Gaëtan Joliat : « Je commence à réaliser et je suis surmotivé ! »
Grâce à son bon Grand Prix à Falsterbo (11e), mais aussi à sa régularité (0+4 à Rotterdam et à Abou Dabi), Gaëtan Joliat a décroché son ticket pour les Mondiaux d’Aix-la-Chapelle avec Chelsea Z. Le Jurassien de 20 ans, pilote de la famille de Coulon à St-Blaise, se confie sur son week-end suédois, ses choix de chevaux et de championnats, le chemin qui l’a mené aux Mondiaux et sa préparation en vue de ceux-ci.
Gaëtan, revenons d’abord sur votre Coupe des Nations, remportée par l’équipe de Suisse et dans laquelle vous avez d’abord signé un sans-faute avant de connaître l’élimination sur le triple avec Just Special VK.
Avoir pu aider l’équipe en première manche me réconforte. Just a tout donné au premier tour, m’aidant un peu dans quelques situations, et elle était encore meilleure en deuxième manche, c’était un rêve à monter. Après mon expérience de La Baule, je n’ai pas voulu lui mettre trop de pression pour le triple, qu’elle avait touché en première manche. Je suis entré trop calme dans la combinaison et c’est venu vraiment trop long entre le a et le b.
Place ensuite au Rolex Grand Prix avec Chelsea Z dans lequel vous prenez la 11e place après un sans-faute à l’initial et un Tour des vainqueurs crédité d’une faute.
Sans me mettre la pression, j’étais tout de même conscient des enjeux en montant le Grand Prix : avec la malchance des autres (la malchance d’Alain Jufer avec Dante MM, la méforme de Barbara Schnieper ou encore les repos forcés de Mila ou d’Orelie, ndlr), j’avais une énorme chance d’avoir ma place aux Mondiaux si je faisais un bon tour. Nous avons montré que nous étions prêts.
La décision entre les Européens de la relève, pour lesquels vous auriez eu une vraie chance de médaille en individuel et par équipe, et les Mondiaux a-t-elle été difficile ?
Oui. Toutefois, il était clair que vu les opportunités que nous avions eues cette année, notamment de pouvoir monter à Fontainebleau et à Aix-la-Chapelle, il n’était pas question de lâcher notre chef d’équipe à la dernière minute.
Avant la deuxième manche de Falsterbo, hésitiez-vous encore entre Just Special VK et Chelsea Z ?

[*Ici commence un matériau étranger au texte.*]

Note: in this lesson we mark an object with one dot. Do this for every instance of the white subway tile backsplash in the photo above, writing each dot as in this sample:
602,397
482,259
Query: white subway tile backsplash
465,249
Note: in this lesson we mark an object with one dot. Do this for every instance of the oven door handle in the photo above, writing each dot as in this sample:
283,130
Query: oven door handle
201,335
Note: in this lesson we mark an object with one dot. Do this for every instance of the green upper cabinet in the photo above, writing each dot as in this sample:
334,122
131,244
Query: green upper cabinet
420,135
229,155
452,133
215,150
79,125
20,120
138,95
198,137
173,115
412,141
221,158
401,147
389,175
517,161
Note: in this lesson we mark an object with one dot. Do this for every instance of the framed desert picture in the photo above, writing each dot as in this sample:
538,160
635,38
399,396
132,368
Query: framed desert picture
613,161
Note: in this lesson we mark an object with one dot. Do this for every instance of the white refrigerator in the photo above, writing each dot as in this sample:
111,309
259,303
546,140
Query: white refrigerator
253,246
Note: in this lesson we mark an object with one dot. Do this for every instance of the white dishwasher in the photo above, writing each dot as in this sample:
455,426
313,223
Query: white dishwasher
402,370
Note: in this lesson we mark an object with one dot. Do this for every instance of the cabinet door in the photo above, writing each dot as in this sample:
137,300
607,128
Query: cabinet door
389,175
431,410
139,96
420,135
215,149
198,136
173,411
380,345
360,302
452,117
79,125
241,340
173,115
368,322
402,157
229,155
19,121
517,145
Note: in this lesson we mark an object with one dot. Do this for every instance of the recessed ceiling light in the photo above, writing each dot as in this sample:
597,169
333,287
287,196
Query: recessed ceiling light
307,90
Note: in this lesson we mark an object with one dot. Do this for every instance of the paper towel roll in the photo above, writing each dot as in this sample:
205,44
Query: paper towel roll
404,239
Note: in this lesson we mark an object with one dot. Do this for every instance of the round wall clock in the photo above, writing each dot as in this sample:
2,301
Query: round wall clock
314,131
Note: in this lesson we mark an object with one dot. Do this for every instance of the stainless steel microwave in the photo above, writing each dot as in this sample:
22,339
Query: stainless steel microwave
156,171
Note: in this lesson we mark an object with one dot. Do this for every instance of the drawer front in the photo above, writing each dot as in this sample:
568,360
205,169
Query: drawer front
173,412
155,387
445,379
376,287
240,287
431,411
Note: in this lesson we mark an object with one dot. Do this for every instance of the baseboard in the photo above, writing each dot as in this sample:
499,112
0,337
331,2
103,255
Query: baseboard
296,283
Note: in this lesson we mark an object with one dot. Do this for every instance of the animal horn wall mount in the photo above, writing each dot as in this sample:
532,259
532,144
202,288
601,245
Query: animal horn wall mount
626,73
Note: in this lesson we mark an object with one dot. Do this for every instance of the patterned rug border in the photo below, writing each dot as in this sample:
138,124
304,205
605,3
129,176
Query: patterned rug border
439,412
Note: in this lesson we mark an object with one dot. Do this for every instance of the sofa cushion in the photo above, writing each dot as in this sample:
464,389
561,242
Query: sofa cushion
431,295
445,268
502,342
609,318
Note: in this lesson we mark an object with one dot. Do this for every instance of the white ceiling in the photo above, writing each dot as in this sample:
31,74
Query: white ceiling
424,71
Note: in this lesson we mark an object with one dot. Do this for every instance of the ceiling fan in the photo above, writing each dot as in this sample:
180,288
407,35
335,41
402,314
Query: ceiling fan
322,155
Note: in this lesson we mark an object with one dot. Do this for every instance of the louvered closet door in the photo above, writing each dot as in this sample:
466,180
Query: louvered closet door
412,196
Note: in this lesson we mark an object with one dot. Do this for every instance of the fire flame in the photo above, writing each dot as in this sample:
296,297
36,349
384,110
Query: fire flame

Just m’a permis de faire mon chemin sans pression avec Chelsea. Dès le début, je me suis entendu à merveille avec elle et c’est vrai que c’est elle qui a fait la plupart des gros événements avec moi. Elle a un cœur exceptionnel, mais elle n’a pas le même coffre que Chelsea. Donc la question ne se pose pas.
Vous imaginiez-vous à ce stade il y a deux ans, lorsque vous sautiez vos premiers 5* ?
Non. On a fait notre bout de chemin, sans brûler les étapes. L’an dernier, on m’a souvent dit en rigolant que l’équipe aurait besoin de moi en 2026 mais je ne l’imaginais pas. Ce que je trouve encore plus satisfaisant, c’est qu’on a fait notre bout de chemin sans brûler les étapes. Je commence à réaliser avec la quantité de messages et d’appels que je reçois depuis hier (rires).
Comment allez-vous vous préparer ? Quel sera le programme pour Chelsea Z ?
On va le laisser souffler puis axer le travail sur le physique. Puis, on va se préparer sur des petits tours sur l'herbe de Valkenswaard, si on peut y entrer, ou au National du Chalet-à-Gobet, probablement sur 140-145 cm. La hauteur n’est pas un souci pour lui, il n’a rien à prouver de ce côté-là. Le but est avant tout d’arriver à Aix-la-Chapelle avec un cheval qui a envie et qui est le plus prêt possible physiquement et mentalement »
Et vous, comment abordez-vous ces Mondiaux ?
Je me réjouis énormément car nous avons une super équipe, tant en piste qu’en dehors. L’ambiance est excellente et je m’entends très bien avec tout le monde. Je suis surmotivé car je crois qu’on a une chance énorme ! Je ne pars pas en me disant « on verra », je suis à 100% concentré sur l’équipe. L’individuel ne sera que du bonus.